Q: This is a photo of a covered vegetable dish that is part of a dinnerware set my late husband inherited. The set is a five-piece service for 12 and includes a gravy boat, butter dish and large platters. It was purchased in 1930 and is in mint condition. Each piece is marked with a crown, crossed hammers and the words “Pirkenhammer – Czechoslovakia.”
Could you please let me know the history of my dinnerware and its insurance value?

A: Fischer & Mieg Pottery made your dinnerware set in Pirkenhammer, Bohemia, Czechoslovakia. In 1811, Martin Fischer and Christopher Reichenbach acquired Johann List and Fredrich Hocke’s pottery company. When Fischer’s granddaughter later married Ludwig von Mieg in 1852, the name of the pottery was changed to Fischer & Meig. Wilhelm and Victor Maier bought the factory in 1908 and continued to use the name until 1946. The crossed hammers and crown are the symbols of the town, Pirkenhammer. Czechoslovakia was formed in 1918 and dissolved in 1993, becoming the Czech Republic and Slovakia.
Insure your circa-1930 dinnerware for $800 to $1,500.

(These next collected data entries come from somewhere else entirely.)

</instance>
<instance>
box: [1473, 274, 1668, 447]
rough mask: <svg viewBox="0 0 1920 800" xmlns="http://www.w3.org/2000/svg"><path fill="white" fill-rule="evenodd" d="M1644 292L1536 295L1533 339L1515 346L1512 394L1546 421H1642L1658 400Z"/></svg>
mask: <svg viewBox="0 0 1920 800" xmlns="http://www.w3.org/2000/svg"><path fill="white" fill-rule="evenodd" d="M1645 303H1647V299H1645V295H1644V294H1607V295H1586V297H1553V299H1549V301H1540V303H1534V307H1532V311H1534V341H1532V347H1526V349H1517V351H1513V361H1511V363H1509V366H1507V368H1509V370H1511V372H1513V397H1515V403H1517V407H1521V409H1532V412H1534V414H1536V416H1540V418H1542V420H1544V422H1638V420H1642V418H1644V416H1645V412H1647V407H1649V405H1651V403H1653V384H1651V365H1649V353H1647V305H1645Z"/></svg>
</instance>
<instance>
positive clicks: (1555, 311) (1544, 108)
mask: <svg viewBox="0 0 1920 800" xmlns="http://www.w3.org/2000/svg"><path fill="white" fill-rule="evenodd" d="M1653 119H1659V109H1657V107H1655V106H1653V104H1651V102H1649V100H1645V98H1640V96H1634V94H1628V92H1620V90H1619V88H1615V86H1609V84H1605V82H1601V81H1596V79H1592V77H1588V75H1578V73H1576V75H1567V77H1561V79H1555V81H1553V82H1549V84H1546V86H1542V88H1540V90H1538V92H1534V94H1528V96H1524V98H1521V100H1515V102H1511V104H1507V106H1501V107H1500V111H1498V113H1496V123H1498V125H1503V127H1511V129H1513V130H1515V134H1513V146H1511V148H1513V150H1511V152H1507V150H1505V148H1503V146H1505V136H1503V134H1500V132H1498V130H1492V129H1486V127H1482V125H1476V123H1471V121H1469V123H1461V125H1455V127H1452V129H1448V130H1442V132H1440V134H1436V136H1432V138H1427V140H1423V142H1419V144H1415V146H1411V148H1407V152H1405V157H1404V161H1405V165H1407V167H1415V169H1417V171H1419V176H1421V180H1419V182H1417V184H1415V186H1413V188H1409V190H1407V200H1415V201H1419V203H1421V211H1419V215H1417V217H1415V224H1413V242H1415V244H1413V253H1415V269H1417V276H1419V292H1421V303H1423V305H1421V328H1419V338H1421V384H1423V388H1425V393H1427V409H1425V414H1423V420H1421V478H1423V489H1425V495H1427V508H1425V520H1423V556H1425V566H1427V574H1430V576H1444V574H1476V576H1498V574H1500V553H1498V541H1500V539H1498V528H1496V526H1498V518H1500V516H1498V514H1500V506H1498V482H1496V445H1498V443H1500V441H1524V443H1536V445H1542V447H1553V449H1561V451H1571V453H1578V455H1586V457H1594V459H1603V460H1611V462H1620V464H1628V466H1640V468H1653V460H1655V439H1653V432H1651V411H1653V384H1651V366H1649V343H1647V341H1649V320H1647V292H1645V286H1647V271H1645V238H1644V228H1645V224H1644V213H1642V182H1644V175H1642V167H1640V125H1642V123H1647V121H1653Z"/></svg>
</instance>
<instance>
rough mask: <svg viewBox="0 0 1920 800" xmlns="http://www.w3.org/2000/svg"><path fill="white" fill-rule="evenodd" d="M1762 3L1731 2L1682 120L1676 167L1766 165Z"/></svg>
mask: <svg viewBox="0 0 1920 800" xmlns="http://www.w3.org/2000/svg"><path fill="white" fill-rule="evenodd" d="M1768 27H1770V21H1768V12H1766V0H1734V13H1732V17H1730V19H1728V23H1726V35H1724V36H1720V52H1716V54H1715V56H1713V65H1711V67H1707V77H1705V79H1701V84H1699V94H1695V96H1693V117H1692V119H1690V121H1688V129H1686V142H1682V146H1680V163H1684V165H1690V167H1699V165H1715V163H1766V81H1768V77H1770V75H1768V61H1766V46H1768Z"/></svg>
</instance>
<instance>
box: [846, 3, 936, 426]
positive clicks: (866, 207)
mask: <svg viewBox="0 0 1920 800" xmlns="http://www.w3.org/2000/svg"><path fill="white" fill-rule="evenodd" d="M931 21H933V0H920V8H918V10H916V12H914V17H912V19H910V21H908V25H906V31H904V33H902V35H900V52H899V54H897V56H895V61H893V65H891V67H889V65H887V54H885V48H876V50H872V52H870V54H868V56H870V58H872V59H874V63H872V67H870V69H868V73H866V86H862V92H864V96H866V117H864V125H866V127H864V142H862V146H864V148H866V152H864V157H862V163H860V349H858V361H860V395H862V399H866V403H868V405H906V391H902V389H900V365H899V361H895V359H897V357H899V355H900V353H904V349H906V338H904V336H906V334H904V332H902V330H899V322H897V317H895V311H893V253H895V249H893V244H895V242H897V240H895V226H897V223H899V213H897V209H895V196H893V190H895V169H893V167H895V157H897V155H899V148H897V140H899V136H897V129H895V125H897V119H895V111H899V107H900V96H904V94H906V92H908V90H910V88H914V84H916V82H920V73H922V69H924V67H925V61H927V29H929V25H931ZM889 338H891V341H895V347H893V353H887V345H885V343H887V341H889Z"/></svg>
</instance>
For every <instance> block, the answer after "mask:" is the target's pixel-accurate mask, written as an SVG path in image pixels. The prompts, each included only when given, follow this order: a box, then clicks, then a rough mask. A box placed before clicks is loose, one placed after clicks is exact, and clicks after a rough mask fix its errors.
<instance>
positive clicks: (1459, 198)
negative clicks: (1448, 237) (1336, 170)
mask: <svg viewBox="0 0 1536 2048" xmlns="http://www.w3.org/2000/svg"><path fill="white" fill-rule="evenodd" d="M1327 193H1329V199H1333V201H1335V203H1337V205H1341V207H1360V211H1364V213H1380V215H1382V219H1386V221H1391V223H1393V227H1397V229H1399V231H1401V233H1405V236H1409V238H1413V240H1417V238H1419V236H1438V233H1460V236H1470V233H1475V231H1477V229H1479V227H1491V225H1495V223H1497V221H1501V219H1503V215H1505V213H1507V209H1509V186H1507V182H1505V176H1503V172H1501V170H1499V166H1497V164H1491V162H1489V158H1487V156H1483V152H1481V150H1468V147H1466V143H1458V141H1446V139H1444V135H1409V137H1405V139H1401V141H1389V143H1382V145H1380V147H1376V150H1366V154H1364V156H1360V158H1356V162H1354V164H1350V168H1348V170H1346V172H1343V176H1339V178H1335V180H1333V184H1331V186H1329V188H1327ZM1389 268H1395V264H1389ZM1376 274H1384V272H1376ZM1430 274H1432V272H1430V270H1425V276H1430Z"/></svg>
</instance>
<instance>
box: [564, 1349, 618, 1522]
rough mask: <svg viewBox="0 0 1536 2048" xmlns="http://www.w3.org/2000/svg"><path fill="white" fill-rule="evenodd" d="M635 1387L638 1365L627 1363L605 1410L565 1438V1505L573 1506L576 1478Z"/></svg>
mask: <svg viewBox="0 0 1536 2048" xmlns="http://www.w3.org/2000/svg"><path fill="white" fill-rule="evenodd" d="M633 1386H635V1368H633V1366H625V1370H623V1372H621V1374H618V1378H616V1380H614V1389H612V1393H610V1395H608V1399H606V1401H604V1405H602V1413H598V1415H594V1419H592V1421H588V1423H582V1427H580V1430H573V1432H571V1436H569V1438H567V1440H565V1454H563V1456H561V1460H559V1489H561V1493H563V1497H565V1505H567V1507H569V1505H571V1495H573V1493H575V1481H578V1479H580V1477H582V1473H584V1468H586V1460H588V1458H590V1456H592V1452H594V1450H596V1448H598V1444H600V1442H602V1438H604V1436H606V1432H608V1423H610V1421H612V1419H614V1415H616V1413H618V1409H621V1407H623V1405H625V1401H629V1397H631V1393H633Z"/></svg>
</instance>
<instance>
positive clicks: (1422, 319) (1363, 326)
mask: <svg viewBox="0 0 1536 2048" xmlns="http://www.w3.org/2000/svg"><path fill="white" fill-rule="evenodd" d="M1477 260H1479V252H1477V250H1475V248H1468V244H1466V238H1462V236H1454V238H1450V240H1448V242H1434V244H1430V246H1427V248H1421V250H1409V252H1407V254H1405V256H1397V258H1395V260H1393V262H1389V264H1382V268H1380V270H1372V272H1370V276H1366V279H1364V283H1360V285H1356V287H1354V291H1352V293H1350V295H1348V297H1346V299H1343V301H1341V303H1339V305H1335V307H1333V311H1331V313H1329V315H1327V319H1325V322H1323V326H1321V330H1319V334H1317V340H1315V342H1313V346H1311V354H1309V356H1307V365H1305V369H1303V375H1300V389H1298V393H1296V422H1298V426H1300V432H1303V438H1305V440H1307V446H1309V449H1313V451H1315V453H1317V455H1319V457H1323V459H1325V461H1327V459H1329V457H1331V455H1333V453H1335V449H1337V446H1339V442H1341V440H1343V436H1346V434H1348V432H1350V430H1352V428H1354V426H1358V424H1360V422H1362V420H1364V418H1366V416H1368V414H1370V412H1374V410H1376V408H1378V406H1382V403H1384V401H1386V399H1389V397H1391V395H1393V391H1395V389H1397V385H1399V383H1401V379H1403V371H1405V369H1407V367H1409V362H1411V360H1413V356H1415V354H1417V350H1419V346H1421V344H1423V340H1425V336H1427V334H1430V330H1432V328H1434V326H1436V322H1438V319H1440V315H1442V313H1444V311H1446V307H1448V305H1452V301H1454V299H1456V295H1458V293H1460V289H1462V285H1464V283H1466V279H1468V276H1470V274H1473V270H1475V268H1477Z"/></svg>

Q: Enclosed is the mark on the bottom of a porcelain female figurine that was given to me by a friend years ago. The figurine stands about 8 inches tall. She is wearing 18th-century pastel clothes, has blond hair and is holding a basket of flowers.
What can you tell me about the maker, vintage and value of my figurine?

A: Kranichfelder Porzellan Manufaktur made your figurine. The factory was located in Kranichfeld, Germany, from 1903 to 1910. The K.P.M. mark can be problematic. It was used by the Konigliche Porzellan Manufaktur, or the Royal Porcelain Factory, and later borrowed by a batch of factories, including Krister Porzellan Manufaktur and Kranichfelder Porzellan Manufaktur.
Your figurine might be worth $75 to $125.

Q: I have all eight porcelain plates of the “Gone With the Wind” series. They were made by Edwin M. Knowles China Co. I have all the original certificates of authenticity and the boxes. Each plate represents a scene from the film “Gone With the Wind.”
I hope you can give me some idea of the value of my set.

A: Edwin M. Knowles China Co. was founded in Chester, West Virginia, around 1900. A second plant was added in Newell, West Virginia. The limited-edition collector plates were issued from 1978 to 1985. Artist Raymond Kursar painted the original scenes.
Your set would probably be worth $125 to $225.